Candidate
Graeme Williams
Title
The role of device structure in charge collection for organic solar cells
Supervisor
Hany Aziz
Abstract
Organic photovoltaics employ small molecules or polymers as their primary light absorbing materials and thus differ strongly from traditional silicon-based photovoltaics. Their primary technological benefit is a significant reduction in materials and module fabrication costs. While research on organic solar cells (OSCs) has increased dramatically in the past decade, both OSC efficiencies and device lifetimes must be improved before they can compete with existing second generation photovoltaic technologies. Many of the gains in OSC efficiency to date can be attributed to the vast and concurrent trial-and-error experiments on new donor materials and processing techniques to form traditional bulk heterojunction structures. The field is consequently lacking in predictive power, and many stipulations regarding ideal device architectures and optimal interfacial layers remain ambiguous. It is thus beneficial to systematically study charge transport and charge extraction in modern OSCs.
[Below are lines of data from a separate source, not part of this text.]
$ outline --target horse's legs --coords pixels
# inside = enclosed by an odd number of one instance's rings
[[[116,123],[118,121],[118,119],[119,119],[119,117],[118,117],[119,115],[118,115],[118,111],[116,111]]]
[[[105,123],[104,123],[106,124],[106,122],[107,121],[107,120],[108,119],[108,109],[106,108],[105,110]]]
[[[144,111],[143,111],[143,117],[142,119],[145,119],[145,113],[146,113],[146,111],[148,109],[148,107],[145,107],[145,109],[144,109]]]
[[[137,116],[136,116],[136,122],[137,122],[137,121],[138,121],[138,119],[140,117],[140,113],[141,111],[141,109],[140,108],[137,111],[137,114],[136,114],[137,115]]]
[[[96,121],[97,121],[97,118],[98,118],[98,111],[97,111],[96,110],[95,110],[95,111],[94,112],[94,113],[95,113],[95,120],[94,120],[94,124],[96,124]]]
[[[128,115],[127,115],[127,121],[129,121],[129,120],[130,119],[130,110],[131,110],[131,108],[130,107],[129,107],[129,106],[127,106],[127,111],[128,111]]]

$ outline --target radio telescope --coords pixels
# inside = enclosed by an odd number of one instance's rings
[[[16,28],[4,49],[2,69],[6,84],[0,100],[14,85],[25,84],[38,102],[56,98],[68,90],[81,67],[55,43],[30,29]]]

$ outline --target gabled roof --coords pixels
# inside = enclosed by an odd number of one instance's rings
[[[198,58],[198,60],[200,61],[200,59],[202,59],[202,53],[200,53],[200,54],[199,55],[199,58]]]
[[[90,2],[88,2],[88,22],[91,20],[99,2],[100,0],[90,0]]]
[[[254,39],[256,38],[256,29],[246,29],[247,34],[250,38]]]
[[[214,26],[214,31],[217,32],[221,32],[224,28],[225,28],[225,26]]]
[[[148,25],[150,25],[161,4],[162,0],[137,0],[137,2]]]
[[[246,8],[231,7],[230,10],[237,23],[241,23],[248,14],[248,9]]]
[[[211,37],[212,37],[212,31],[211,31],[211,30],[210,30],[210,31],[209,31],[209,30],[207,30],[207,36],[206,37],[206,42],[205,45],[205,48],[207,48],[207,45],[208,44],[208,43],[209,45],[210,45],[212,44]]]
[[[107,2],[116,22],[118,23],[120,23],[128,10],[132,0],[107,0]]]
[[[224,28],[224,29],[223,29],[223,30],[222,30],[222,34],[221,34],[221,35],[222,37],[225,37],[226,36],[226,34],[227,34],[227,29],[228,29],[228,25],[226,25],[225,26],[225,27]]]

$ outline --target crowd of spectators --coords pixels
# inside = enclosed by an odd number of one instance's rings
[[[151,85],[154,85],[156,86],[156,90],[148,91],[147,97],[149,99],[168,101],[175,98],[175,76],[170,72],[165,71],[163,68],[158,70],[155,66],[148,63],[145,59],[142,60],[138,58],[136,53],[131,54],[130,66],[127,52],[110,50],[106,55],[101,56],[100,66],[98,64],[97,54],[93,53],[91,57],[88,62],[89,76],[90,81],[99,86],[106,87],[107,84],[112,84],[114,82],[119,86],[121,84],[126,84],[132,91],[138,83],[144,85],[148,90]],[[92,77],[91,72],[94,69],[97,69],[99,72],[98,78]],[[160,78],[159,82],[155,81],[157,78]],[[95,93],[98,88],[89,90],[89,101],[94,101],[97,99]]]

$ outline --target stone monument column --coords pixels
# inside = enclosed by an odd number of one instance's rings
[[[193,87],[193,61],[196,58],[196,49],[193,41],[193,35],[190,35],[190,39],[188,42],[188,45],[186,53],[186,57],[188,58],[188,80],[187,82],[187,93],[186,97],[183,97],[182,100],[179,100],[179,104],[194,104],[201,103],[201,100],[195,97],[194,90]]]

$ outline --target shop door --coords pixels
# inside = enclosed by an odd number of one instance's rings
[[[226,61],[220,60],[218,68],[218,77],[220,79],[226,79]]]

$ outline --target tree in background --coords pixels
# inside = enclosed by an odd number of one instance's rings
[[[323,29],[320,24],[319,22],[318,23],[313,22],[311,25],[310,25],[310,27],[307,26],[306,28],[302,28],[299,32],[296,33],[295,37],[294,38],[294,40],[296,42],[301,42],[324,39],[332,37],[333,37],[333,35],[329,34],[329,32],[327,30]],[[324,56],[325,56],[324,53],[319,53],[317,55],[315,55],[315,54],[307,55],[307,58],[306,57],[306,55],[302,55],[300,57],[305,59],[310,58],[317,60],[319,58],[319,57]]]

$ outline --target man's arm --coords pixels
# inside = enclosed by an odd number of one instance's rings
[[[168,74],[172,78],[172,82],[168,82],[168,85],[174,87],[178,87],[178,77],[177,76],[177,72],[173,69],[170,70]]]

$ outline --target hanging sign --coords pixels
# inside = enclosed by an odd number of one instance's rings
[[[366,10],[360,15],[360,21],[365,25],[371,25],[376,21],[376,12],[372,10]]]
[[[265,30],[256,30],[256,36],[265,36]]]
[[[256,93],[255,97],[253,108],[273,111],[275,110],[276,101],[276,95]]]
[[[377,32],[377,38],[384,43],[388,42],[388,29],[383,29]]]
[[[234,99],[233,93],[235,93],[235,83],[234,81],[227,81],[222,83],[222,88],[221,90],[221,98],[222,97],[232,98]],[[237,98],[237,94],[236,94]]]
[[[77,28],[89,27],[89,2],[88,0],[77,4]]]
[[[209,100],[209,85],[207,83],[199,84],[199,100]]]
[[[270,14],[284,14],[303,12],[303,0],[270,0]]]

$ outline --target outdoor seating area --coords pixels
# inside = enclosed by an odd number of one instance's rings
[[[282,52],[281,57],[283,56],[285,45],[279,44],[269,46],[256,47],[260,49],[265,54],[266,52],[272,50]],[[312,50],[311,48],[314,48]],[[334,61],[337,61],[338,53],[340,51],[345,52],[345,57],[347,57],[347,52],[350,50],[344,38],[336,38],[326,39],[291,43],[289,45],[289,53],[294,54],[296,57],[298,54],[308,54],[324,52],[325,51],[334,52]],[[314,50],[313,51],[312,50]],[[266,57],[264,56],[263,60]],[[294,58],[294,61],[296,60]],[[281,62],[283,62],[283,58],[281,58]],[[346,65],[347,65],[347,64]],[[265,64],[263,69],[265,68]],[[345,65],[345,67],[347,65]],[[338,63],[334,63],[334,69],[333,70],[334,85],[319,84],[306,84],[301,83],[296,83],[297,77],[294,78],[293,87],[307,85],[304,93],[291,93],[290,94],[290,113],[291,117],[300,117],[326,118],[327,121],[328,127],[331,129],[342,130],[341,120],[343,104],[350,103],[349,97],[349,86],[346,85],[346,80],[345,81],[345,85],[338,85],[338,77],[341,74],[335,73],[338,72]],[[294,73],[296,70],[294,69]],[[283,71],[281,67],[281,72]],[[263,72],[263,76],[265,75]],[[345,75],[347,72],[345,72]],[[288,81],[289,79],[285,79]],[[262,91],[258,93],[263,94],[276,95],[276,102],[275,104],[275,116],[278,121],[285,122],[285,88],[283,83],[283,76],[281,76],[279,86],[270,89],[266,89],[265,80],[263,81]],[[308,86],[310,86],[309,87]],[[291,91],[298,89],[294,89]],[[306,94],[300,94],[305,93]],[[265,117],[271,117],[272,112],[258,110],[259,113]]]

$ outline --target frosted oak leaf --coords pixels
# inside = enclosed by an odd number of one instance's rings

This seminar comprehensively examines charge collection in OSCs as a function of OSC device architecture. To maintain a coherent test platform, vacuum-deposited OSCs are fabricated with various metal phthalocyanine donor materials and a fullerene acceptor. This is in contrast to the solution-processed OSCs that have been the focus of most OSC research since 2005. By removing complications in solution coating (especially film formation and phase separation considerations), it is significantly more straightforward to study photo-physics and charge collection behaviour. In this regard, the role of interfacial layers in charge extraction is investigated, the optimal combination/proportion of neat or mixed donor and acceptor layers in terms of the photo-active materials’ properties is studied, and the impact of adding a third component to the mixed layer (i.e. ternary OSCs) is elucidated. The culmination of this work illuminates limitations in charge collection, especially in terms of the distribution of donor and acceptor material in the OSC (both in the bulk mixed layers and with regard to vertical distribution), as well as with variations made at the organic/electrode interface. The results provide guidelines to overcome device performance limitations that are pertinent for future research in both vacuum-deposited and solution-coated OSCs.